We know that strength training will compliment your running. Building strength in the right places will help you generate power and get your body used to the impact, reducing the risk of injury. And while this is definitely important, the strength may count for nothing unless we have a sable base to from which to use it. Here, we are taking a look at stability exercises.
Why are stability exercises important? Well, as mentioned in my strength article [link], there is a lot of force being absorbed by your body every step you make. When you go from walking to running this force increases/multiplies and the area of the foot contacting the ground changes too. Having stability in the right places in going to protect your body but also make it better able to transfer the power through the body and deliver it where needed. Strong and stable is much better than weak and wobbly when it comes to running. So, if we lack stability, we will have to work harder on each step and the energy we’ve exerted trying to move forward, will instead be focused on keeping the body upright.
Cross body balance reach
My first stability exercise is a single leg balance, cross body reach. Rolls off the tongue, right? This may be new and look lightly odd at first. While balancing on one leg, we want to dip the knee and reach around hip height across the body with the opposite hand. In this exercise, we are targeting the glutes. Despite being our biggest muscle and all-round power house of the human body, the glutes job is to stabilise the knee and make sure it doesn’t go too far forward or cave inwards.
The deeper we bend the knee the harder we work the glute, and loading the glutes up in this way will teach them to decelerate motion of the knee. This deceleration is the key to providing stability at the knee joint and allowing the body to absorb the impact of our running stride.
Overhead Travelling lunge
The overhead traveling lunge takes a basic exercise you may be familiar with and adds an extra level of complexity.
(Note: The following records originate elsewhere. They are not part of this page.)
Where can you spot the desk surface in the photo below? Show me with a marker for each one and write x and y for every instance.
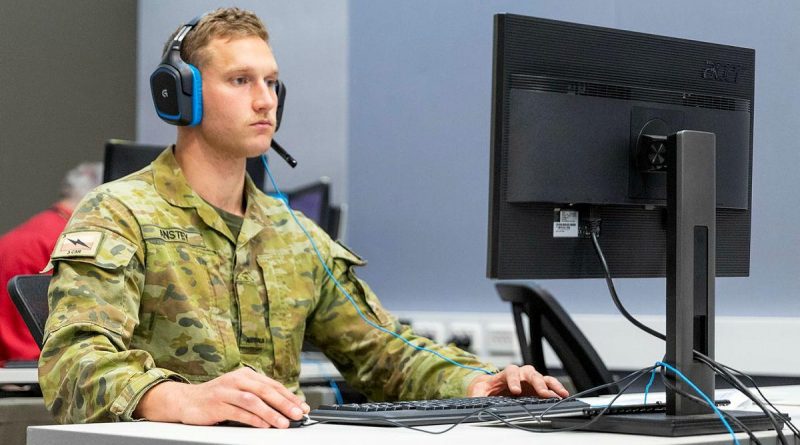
(786, 399)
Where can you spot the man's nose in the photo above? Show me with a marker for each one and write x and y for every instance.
(265, 97)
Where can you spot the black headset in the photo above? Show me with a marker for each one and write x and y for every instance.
(177, 87)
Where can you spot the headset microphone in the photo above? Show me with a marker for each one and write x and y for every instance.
(280, 90)
(283, 154)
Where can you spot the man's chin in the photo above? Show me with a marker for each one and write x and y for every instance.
(258, 149)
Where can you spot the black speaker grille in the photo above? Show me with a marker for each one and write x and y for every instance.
(165, 93)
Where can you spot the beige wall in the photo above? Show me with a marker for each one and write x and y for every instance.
(67, 83)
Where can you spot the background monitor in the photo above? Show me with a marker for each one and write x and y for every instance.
(125, 157)
(569, 102)
(314, 200)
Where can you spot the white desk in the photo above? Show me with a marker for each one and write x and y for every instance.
(786, 399)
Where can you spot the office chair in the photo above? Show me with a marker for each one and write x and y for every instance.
(547, 320)
(29, 294)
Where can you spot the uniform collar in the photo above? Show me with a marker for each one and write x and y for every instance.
(172, 185)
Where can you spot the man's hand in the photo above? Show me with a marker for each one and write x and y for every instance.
(516, 381)
(243, 396)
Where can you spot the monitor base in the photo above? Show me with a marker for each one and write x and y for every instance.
(661, 424)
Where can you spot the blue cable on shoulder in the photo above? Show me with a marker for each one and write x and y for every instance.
(346, 294)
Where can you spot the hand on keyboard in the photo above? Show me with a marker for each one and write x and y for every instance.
(516, 381)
Using a barbell for this move adds another level too as the fixed position will force more work through the shoulders and upper back to stay upright and also requires good thoracic extension (something I’ve mentioned a few times and will touch on later)
The traveling aspect of this move means that we are again more dynamic. By having to pull your bodyweight forward rather than pushing back to where you started, we make the exercise more akin to real running. With the weight overhead, your core will also have to be in overdrive to keep you from falling over. Overall, a great exercise to work upper body, lower body and core stability.
Plyometric jumps and landings
Plyometric or jump training is another method you may not have seen or done before. Classically we think of jumping in terms of how high we can jump. And while that is useful for generating power though your lower body. Here we are focusing on the landing and the carry over that has to conditioning the body for the impact of running. If you’re just starting out with plyometrics I would stick to using both feet until you feel confident to go to single leg variations that we share the load across both feet and don’t overload too quickly. When we land, upwards of 7 times bodyweight goes though the feet ankles and calves.
Absorbing the impact of landing, loading up those muscles in order to rebound jump will condition the body to give you maximum power on each step. The more efficient we can put power down through the road the more power we get coming back up from ground reaction force and therefore more propulsion going forward.
When looking at strength and stability, they are not individual ideals we want to strive for. For effective and improved running, we need to work these aspects together. The strength can only be fully utilised if we have the necessary stability to transfer the power and these exercises are a great way to condition your body to better, stronger and faster running.